Organizational principles. Shira Dentz’s door of thin skins has a few. Persona. Metaphor. Hearts. Birds. Diagrams. What Dentz does so well in this collection is to connect then turn inside-out these organizations. An artichoke’s petals turn into a bird’s wings. The pith and meat of that same artichoke turn into the speaker. Slipping through becomes the organizational principle. The speaker herself turns into the absent heart of an artichoke. In the poem “10. Hands” she ends, “and the hole between the wings, where there should have been a body, was me.” The collection successfully creates lyrical holes in the middle of the narrative through which the reader can step, skipping over the more lurid parts of scene-making and character development in order to get to the heart of the matter.
Some of the most interesting work that is coming out is hybrid in form, crossing genre. Shira Dentz’s door of thin skins combines prose, poetry, and diagrams to recount a narrative. The diagrams and poems serve to point out holes in the story. The reader falls through genre, onto other pages, making associative and metaphorical meaning. Dentz makes it clear that narratives always have holes.
The narrative of door of thin skins seems straightforward. A psychologist abuses or at least misuses his patient, making her sit on her lap, kissing her. He fondles her breasts. In the poem “Circumflex,” the mid-point of the book, the organization of the narrative turns inside out. The fingers and tongue that the speaker tried to use to understand her space, through words and writing, the way she organizes her world, understands it, grasps it, gets turned around on her. The poem, cut in half with a wide gutter of non-understanding in the middle of the lines, rails against the lack of contour, the way Dr. Abe, the psychologist, has turned her own tools—her words, her writing against her. By sexualizing his patient, he disempowers her. You, with tongue and fingers, stop talking, come fondle me, Dr. Abe seems to say.
To deflect indictment, Dr. Abe, complains about the speaker,
“You’re supposed to be an artist!” (35)
“You need a boyfriend or I wouldn’t be doing this.” (44)
“I wonder why you didn’t enjoy your father’s advances,” he accuses. (45)
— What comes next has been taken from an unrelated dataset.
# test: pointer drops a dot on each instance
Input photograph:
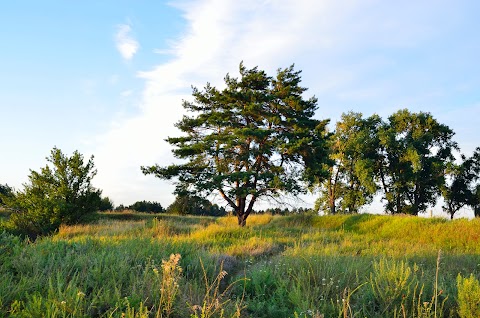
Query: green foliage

“You’re supposed to be a writer.”
And, again, “You used to be an artist,” (74).
Dr. Abe’s charges against the speaker complicate the accusations. Within the abuse is another disguised abuse—the most accepted form of abuse: psychotherapy. Where else can you sit back, insult someone, and get paid for it? The more lyrical moments in the poem sear a hole into that blanket of normalized psychologic cruelty. Against the backdrop of a normalizing narrative, describing the normalized insulting language of abuse, Dentz sets spiraling poems that ask “What the hell?” Into this rabbit-hole the speaker descends taking with her narrative through-line, generic constancy, and linguistic quagmires to search for a way to make it clear that even a wild speaker can delineate between caregiver and abuser. When narratives compete, father’s narratives with daughter’s, psychotherapist’s with patient’s, the speaker sneaks out through one of the holes she makes for herself by forward-moving narrative into lyric or graphic.
The central poem that delivers the prurient also illustrates the divide between narrative and lyric. Set in two columns, the right side of the poem describes breast fondling and kissing in regular, climax-building sentences. The left side of the poem slips more lyrically, associatively. From “my father wrangling,/ holding me down/to kiss me” falls into “the zero at the center of an egg/ nothing happening/–dragonfly body” which falls into “I wish I had a piano/to portray the landscape/without hills.” The lyric keeps the narrative alive by asking what? What? What? Otherwise, the story is as dead as the past. Power relationships are fucked up. Got it. But the lyric pokes a hole in the “got it.” The past tense of narrative is a myth. The fucking up continues on forever, still and now. And over-kissing fathers and fingering psychologist are silently, still and now, indicted in the gulf between.
The persona here is consistent and well-voiced. Full-on chunks of prose stretch throughout the collection. The book is so collected, so much of a consistent persona and a palpable narrative, it may well be a book of prose except for these metaphorical magic tricks. I picture the speaker on stage, stepping into a hoop, pulling up cloth around herself and turning from a bird into a pocket.
“I was the artist who’d
drawn the tunnel we passed through on our way to the sound of his voice (43)
Finally we arrive, from the multiple organizational principles, to one unifying principle: the hole. The diagrams perform holes the page, perforating the edges of text, the cubed paragraphs and parallel lines.
To create holes in the narrative to force poetry but also holes in the paper itself—a way to move through the book non-sequentially so that we don’t amass a straightforward, smooth narrative but a multi-edged, slippery, worm-holed, fracture with a lyrical bite.